Cette évolution s’inscrit d’ailleurs dans une démarche plus large. L’OMS considère aujourd’hui la médecine traditionnelle comme un domaine de santé présent dans de nombreux pays et travaille à améliorer sa sécurité, sa réglementation, sa recherche et son intégration éventuelle dans les systèmes de santé. En 2025, l’Organisation mondiale de la Santé a publié une nouvelle Stratégie mondiale pour la médecine traditionnelle 2025-2034. Cette stratégie met notamment l’accent sur quatre objectifs : renforcer les données scientifiques disponibles, améliorer la sécurité et la réglementation, favoriser une intégration appropriée dans les systèmes de santé et mieux évaluer la valeur de ces pratiques.
L’OMS rappelle cependant que cette intégration doit être fondée sur les données scientifiques disponibles et sur des exigences de sécurité et de qualité.

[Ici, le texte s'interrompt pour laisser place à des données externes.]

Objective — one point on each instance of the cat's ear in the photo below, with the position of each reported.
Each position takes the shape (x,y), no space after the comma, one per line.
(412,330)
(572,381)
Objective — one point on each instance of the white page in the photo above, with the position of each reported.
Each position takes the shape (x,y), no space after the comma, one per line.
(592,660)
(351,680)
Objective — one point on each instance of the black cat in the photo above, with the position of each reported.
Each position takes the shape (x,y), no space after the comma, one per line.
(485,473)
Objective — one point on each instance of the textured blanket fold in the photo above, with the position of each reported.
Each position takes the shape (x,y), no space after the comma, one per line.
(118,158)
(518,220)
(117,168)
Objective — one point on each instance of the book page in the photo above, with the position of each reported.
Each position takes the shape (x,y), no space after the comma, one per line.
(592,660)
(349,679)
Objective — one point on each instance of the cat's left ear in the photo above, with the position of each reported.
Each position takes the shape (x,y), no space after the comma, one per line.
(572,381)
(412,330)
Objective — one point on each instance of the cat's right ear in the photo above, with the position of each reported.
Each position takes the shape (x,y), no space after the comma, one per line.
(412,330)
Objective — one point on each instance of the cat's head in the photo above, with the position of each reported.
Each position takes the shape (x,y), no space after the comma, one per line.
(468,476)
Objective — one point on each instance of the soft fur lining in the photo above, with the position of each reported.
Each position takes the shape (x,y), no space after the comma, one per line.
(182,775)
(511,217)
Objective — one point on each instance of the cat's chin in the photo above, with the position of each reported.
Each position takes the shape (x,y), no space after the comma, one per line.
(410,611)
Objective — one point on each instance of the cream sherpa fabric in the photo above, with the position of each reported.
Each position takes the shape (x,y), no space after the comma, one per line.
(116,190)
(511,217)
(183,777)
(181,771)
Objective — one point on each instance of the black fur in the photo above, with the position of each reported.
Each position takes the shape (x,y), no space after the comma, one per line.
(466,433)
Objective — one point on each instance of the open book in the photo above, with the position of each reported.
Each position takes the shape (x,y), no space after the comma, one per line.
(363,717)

Découvrir la Stratégie mondiale de l’OMS pour la médecine traditionnelle 2025-2034
Deux médecines, deux langages ?
C’est peut-être là que cette classification devient particulièrement intéressante. Un praticien de médecine chinoise peut établir un diagnostic de stagnation du Qi du Foie, de Vide de Yin, de Chaleur du Foie ou de Vent interne. Ces termes appartiennent à un système théorique et diagnostique particulier. Ils ne correspondent pas nécessairement à une maladie ou à une lésion anatomique identifiée par la médecine biomédicale. La CIM-11 permet justement de conserver cette terminologie dans son propre cadre, tout en la faisant entrer dans un système international de classification.
L’OMS recommande d’ailleurs que les catégories de médecine traditionnelle soient utilisées en complément des catégories médicales classiques, et non à leur place. C’est une distinction essentielle : une personne peut donc être décrite à la fois selon un diagnostic biomédical et selon un diagnostic issu de la médecine traditionnelle.
L’intégration de ces diagnostics dans la CIM-11 ne clôt évidemment pas le débat scientifique sur la médecine traditionnelle chinoise. Elle ne démontre pas que ses théories sont scientifiquement établies, pas plus qu’elle ne prouve l’efficacité de chacun de ses traitements. Mais elle marque tout de même une étape importante. Pour la première fois, des concepts diagnostiques issus de la médecine traditionnelle chinoise disposent d’un cadre international standardisé, permettant de les documenter, de les comparer et de les étudier.
Et c’est probablement là que réside l’intérêt principal de cette évolution : plutôt que d’opposer systématiquement médecine traditionnelle et médecine moderne, il devient possible de mieux définir leurs langages respectifs et de chercher, lorsque cela est pertinent, à évaluer leurs pratiques avec les outils de la recherche contemporaine.
La médecine traditionnelle chinoise entre donc dans la CIM-11 non pas comme une médecine « validée » par l’OMS, mais comme un système diagnostique désormais suffisamment structuré pour être décrit et étudié dans un cadre international.